Mensen transpireren (zweten) om de temperatuur van hun lichaam op peil te houden. Zweetklieren komen over heel de huid voor maar zijn het talrijkste op de behaarde hoofdhuid en in het gezicht. Transpiratievocht bestaat voornamelijk uit water en het zout natriumchloride, maar het bevat eveneens orthocresol en paracresol, welke een bacteriedodende werking hebben. Er kunnen twee soorten zweetklieren onderscheiden worden namelijk exocriene zweetklieren en apocriene zweetklieren.
Exocriene zweetklieren komen over heel het lichaam voor en spelen een voorname rol in de thermoregulatie hiervan. Op het moment dat het lichaam oververhit dreigt te raken door onder andere koorts of door inspanning kan door het aanmaken van transpiratievocht de oppervlakte van de huid nat gemaakt worden waardoor het lichaam eenvoudiger af kan koelen.

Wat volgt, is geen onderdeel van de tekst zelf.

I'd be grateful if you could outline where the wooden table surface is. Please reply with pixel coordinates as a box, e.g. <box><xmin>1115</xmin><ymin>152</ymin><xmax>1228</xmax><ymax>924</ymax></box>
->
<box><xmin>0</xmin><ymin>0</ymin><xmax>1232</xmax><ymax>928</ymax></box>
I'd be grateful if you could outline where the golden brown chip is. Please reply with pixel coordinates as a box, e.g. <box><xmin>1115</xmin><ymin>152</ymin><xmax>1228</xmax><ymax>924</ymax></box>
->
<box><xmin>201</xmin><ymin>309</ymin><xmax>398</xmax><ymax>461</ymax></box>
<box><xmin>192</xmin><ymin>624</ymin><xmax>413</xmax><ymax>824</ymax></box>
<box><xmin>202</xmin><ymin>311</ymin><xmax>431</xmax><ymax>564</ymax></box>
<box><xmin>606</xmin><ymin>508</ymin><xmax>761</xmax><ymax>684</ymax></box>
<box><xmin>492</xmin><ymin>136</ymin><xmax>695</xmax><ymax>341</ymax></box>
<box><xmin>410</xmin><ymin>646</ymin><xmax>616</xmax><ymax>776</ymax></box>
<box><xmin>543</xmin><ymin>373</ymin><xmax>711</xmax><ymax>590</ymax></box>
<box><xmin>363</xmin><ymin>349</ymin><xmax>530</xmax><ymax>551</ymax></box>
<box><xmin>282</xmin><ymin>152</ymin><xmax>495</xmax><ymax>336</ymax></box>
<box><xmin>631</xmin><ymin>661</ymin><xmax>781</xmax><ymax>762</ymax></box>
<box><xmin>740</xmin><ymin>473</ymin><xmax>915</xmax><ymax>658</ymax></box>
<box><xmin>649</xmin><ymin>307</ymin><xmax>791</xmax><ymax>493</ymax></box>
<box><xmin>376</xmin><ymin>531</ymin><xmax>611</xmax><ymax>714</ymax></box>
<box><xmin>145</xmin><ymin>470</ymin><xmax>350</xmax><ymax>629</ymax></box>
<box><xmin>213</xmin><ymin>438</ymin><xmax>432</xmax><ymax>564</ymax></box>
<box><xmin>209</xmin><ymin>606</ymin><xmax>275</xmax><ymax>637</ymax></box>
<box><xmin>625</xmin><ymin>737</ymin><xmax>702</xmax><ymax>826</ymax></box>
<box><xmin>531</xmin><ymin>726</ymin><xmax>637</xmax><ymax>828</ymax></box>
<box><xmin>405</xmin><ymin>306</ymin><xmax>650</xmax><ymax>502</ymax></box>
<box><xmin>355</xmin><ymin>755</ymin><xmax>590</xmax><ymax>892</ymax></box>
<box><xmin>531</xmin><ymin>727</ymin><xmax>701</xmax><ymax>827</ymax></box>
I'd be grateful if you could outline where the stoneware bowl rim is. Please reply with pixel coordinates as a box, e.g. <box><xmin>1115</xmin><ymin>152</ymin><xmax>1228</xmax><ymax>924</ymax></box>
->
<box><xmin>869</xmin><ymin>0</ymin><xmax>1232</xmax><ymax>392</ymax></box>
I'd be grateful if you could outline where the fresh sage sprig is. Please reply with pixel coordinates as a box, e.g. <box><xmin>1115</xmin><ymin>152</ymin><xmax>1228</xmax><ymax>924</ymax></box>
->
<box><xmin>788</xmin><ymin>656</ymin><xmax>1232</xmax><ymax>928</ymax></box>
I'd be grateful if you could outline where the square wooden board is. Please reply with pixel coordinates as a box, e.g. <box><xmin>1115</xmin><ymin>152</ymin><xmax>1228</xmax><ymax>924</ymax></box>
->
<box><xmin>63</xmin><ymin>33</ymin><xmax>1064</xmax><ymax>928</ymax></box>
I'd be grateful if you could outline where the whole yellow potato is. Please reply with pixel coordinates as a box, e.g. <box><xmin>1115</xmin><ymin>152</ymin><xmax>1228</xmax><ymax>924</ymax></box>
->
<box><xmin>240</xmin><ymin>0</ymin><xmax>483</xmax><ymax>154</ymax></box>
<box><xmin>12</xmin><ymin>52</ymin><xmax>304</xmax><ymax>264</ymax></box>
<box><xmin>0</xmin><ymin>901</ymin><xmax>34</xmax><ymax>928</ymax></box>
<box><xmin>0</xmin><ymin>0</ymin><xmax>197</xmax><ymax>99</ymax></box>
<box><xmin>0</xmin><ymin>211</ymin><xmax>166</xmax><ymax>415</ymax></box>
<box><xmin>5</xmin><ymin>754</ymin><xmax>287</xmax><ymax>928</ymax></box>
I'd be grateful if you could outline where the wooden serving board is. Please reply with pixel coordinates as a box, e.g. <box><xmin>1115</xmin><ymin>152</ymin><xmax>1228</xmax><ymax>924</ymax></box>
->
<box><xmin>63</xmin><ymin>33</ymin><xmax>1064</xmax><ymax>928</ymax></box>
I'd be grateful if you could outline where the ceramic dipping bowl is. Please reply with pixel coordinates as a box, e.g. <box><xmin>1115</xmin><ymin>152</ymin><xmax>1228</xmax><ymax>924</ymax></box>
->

De apocriene zweetklieren geven behalve vocht af eveneens geurstoffen af zoals onder andere feromonen. Op die manier scheidt een man androstadiënon af. Dit is een sterk ruikend derivaat van het mannelijk geslachtshormoon testosteron. Bij de mens bevinden dit soort klieren zich op de behaarde plaatsen van het lichaam en dan met name onder de oksels, bij de huid rondom de anus en rondom de tepels. Samen met de bacteriën onder de oksels kunnen deze zweetklieren zorgen voor de transpiratiegeur.
De apocriene zweetklieren treden bij de mens pas in werking vanaf de puberteit. Bij dieren spelen deze klieren een rol in de herkenning van soortgenoten, het afbakenen van hun territorium en bij de (seksuele) aantrekkingskracht. In hoeverre deze taken eveneens bij mensen een rol spelen is thema van verschillende onderzoeken.